Professional standards legislation involves the capping of civil liability for members of professional groups which apply to have schemes approved by the Professional Standards Council in their respective States or Territories (States). Members can include sole practitioners, firms and large corporations. The cap, which is intended to limit the member's liability in respect of a single claim for economic loss, is provided in exchange for the member undertaking risk management practices, continuing professional development and holding insurance or assets up to the level of the cap. The overarching aim of professional standards schemes and liability caps is to maintain affordable levels of professional indemnity insurance, as well as to improve professional standards and consumer protection.
Professionals are provided with an incentive (capped liability) to lift their standards and better manage their risks. Consumers are intended to benefit from schemes because in the event of a claim, there is a greater prospect that they can fully recover. This is because the professional is required to hold insurance at levels that they otherwise may not have taken out in the absence of a scheme. Any additional risk management undertaken by professionals should help reduce the likelihood of a claim.
Professional standards legislation was first passed in NSW in 1994. Western Australia passed legislation in 1997. However, it was in response to the crisis in the availability and affordability of insurance in 2001-02 that national arrangements for professional standards legislation were implemented, with all remaining States and the Commonwealth passing professional standards legislation. The Commonwealth first prescribed a scheme in 2006 and, in 2007, a scheme outside NSW commenced for the first time.
Civil liability is subject to State legislation. Therefore, each State established a council to assess and approve State scheme applications. Each council has common membership and sits simultaneously, meaning that in a practical sense the councils are identified as one entity, the 'Professional Standards Council'.
Occupational associations make an application to the Council for approval of schemes. Once approved by the Council and gazetted by the relevant State, the Council secretariat requests that the Commonwealth make regulations as required under the Commonwealth's Competition and Consumer Act 2010 (the CCA), Corporations Act 2001 (Corporations Act) and/or Australian Securities and Investments Commission Act 2001 (ASIC Act). This has the effect of limiting liability in accordance with the State scheme for scheme members for misleading and deceptive conduct under sections 18 of the Australian Consumer Law, 1041H of the Corporations Act and/or 12DA of the ASIC Act.
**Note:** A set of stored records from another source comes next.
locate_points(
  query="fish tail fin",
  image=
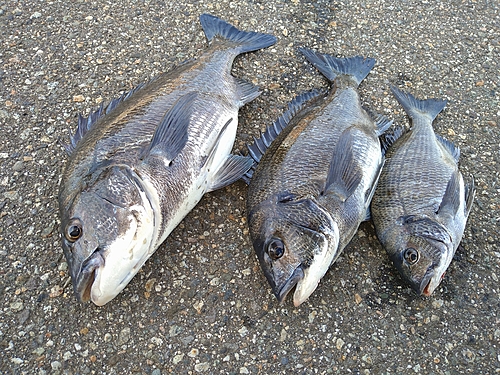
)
(415, 107)
(470, 193)
(357, 67)
(246, 40)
Most schemes require prescription under the CCA only, as the scheme members do not carry out work that falls under the Corporations Act or ASIC Act. The purpose of the Commonwealth legislation is to prevent State caps being circumvented by alternative actions.
The size and structure of the cap on liability varies from scheme to scheme. Where scheme members have broadly similar characteristics in terms of the nature of work undertaken and the potential economic loss caused, a flat cap applying to all members of the scheme may be judged to be appropriate. For occupational associations with memberships ranging from sole practitioners to large firms, who undertake work with a similarly wide variety of risks, variable caps that are dependent on firm turnover or fees charged may be applied in order to better reflect the risk profile of each member.
Statement of Compatibility with Human Rights
Prepared in accordance with Part 3 of the Human Rights (Parliamentary Scrutiny) Act 2011
This Legislative Instrument is compatible with the human rights and freedoms recognised or declared in the international instruments listed in section 3 of the Human Rights (Parliamentary Scrutiny) Act 2011.
Overview of the Legislative Instrument
Prescribes the CIRCEA Scheme, prepared by the College of Investigative and Remedial Consulting Engineers Australia, under the Competition and Consumer Regulations 2010.
Human rights implications
This Legislative Instrument does not engage any of the applicable rights or freedoms.
This Legislative Instrument is compatible with human rights as it does not raise any human rights issues.